Above 40 or 45 degrees, all orga
nic compounds are destroyed; the roast meat that we eat, even when it is cooked, is no more than 50 or 60 degrees above zero. Thus, the temperature of the Earth being immeasurably higher than our most thoroughly-cooked roasts, no organic life could ever have begun in such an environment, and if there had been any seed of life within it, it would have been annihilated.
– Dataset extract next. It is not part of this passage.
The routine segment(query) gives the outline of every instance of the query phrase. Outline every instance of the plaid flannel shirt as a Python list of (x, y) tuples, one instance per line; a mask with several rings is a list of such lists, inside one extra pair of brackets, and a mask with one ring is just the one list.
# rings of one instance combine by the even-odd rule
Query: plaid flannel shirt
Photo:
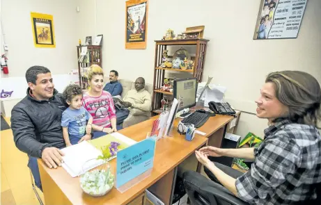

The igneous origin of our planet—take note of this point—is not, moreover, in any doubt; it is proven geologically and demonstrated astronomically by Laplace in his celebrated Précis de l’histoire de l’astronomie.
If one cannot contrive an alternative hypothesis to explain the origin of living creatures, it is necessary to conclude that they have not begun, and to conclude in consequence that, having not begun, they do not exist—which is absurd, to be sure, but much less absurd than the Darwinian hypothesis.
If, on the contrary, one wishes to claim that the first living beings appeared when the Earth had cooled sufficiently, one is no further forward, given that animals mostly eat one another and one is bound to wonder what the first ones lived on while awaiting the appearance of those which would serve as their prey.
One of two things must therefore be the case: either living things cannot, and therefore do not, exist; or, if they have been created and exist, Darwin’s theory is false.
With this starting-point clearly established in my mind, I was led to recognize that, in view of the indispensable relationships that make the existence of every organized creature a necessary condition of that of all the others, the appearance of living creatures upon the Earth could not have been other than simultaneous—not only for animals but for vegetables, because the chemical operations that render the air breathable are equally shared between vegetables and animals; if the animals ceased to respire, the vegetables would perish, and the other way around.